Both men shook their heads one at my refusal of his help, the other when the girls took the door from him. I was no use to them. No part of the story they wanted to tell. What good is disability if it doesn't feed the need of the non-disabled to be inspired by their own kindness and their own goodness? 

They shook their heads.

A denial of what they'd seen and heard.

Because to challenge prejudice is such hard work.

So why do it?

5 comments:

Unknown said...

Because their assumptions are lies, and your lived experience is reality, and truth.
There are many ambulatory people who are lonely, even when they are with people, including their family members.....
it is your visible difference that emboldens strangers to act on their assumptions in an attempt to be kind, at least in their own minds. And it makes you the recipient of unwanted attention and repeated opportunities to teach, even when you only want your lunch!
hope this didn't spoil a day with your family, living ordinary life
clairesmum

Ron Arnold said...

Sometimes I'd read your entries and I'd think, "Damn, Dave - you're irritated a lot."
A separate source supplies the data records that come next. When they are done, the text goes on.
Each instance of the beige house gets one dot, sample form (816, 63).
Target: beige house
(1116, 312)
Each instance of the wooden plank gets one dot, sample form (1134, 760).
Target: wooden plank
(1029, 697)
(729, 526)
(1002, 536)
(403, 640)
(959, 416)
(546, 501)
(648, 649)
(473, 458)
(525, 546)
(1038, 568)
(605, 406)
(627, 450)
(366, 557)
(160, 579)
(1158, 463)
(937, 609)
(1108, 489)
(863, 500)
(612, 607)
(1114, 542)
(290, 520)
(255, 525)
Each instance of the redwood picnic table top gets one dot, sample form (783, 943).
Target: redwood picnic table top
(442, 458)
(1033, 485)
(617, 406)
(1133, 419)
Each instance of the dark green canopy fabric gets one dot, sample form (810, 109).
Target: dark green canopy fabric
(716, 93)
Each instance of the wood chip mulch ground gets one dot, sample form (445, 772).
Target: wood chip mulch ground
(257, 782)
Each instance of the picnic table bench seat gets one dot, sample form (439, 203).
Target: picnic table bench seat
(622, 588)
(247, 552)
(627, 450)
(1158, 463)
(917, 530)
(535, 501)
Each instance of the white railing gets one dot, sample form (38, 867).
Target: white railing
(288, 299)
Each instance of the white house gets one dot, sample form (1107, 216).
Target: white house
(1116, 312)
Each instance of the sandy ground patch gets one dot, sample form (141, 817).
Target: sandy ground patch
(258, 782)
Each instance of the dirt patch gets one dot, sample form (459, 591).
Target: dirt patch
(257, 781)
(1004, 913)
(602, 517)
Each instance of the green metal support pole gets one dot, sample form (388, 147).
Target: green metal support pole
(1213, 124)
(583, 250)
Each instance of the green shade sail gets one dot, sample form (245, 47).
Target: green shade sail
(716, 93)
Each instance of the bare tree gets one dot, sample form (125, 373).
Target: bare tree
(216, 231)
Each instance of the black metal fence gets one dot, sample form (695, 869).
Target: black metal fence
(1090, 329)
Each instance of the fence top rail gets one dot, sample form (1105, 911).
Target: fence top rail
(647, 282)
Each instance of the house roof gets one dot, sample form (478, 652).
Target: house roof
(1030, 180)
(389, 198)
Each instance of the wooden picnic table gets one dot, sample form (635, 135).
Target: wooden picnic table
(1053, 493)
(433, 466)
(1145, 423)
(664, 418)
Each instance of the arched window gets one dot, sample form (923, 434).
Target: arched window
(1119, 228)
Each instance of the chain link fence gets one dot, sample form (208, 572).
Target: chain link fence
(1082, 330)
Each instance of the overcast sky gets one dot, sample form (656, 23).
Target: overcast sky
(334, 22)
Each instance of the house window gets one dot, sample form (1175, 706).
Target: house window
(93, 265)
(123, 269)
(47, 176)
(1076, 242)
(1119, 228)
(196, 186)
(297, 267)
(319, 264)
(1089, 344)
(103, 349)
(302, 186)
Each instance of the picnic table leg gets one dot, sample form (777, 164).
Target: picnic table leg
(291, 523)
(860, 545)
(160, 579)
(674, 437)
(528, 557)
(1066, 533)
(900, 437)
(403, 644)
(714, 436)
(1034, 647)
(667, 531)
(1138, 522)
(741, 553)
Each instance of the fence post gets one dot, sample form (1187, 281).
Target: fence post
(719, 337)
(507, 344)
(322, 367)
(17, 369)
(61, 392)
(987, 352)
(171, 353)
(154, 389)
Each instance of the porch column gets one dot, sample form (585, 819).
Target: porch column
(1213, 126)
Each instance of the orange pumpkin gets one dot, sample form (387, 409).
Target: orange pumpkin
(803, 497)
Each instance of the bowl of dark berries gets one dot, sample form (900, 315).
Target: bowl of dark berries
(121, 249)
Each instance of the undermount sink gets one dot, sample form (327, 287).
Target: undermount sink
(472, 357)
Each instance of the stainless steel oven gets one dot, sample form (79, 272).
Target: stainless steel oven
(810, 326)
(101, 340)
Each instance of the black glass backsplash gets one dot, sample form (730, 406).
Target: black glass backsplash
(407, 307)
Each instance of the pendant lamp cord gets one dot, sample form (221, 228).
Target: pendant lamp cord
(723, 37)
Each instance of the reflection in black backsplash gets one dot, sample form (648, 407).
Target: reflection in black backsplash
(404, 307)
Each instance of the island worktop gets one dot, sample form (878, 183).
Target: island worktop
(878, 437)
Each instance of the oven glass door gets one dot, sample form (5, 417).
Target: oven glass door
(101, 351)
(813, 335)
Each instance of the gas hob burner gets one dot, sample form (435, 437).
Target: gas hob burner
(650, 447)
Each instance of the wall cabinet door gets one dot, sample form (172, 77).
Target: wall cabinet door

A few weeks ago, a friend of mine posted a very good video on microaggression as mosquito stings. A single mosquito bite is no big deal to a person who isn't attractive to mosquitoes, but to a person who smells good to mosquitoes and gets bitten frequently - even just the high pitched buzz of one can be enough to elicit a negative response.

Now . . . I think. "Damn, Dave puts up with a lot of mosquitoes."

Ron Arnold said...

The video: https://www.youtube.com/watch?v=hDd3bzA7450

Andrea Shettle, MSW said...

Ron, I think this is the first I've heard of microaggressions being compared to mosquito stings -- though if it works, then sure I guess you could make that comparison.

I've also heard of microaggressions being compared to Chinese water torture -- where one drop of water drips onto you, and then another and another and another. Or, they've also been compared to pin pricks, where you are accidentally pricked with a pin, and then another and another. Each one in isolation is nothing, if it were just one, or even five or 10, it wouldn't be a big deal. You would just shake it off and move on. But when you experience the same thing 30, 50, 100 times and more, then there's a cumulative effect, and that's what makes it so stressful.

I know this is what I feel about many of the microaggressions that I experience too. Since I am a deaf walking woman who is overweight but not as large as Dave, the particular microaggressions that I experience are not the same as the ones Dave experiences. But, yes, when these things keep happening it can get quite irritating and frustrating.

Unknown said...

Many disabled people really are alone, unloved, forced out of 'normal' society and all those other pitiful stereotypes that you dismiss because they're not your own fortunate experience. It isnt an unreasonable fear/prejudice in able bodied minds, its the actual reality many of us live.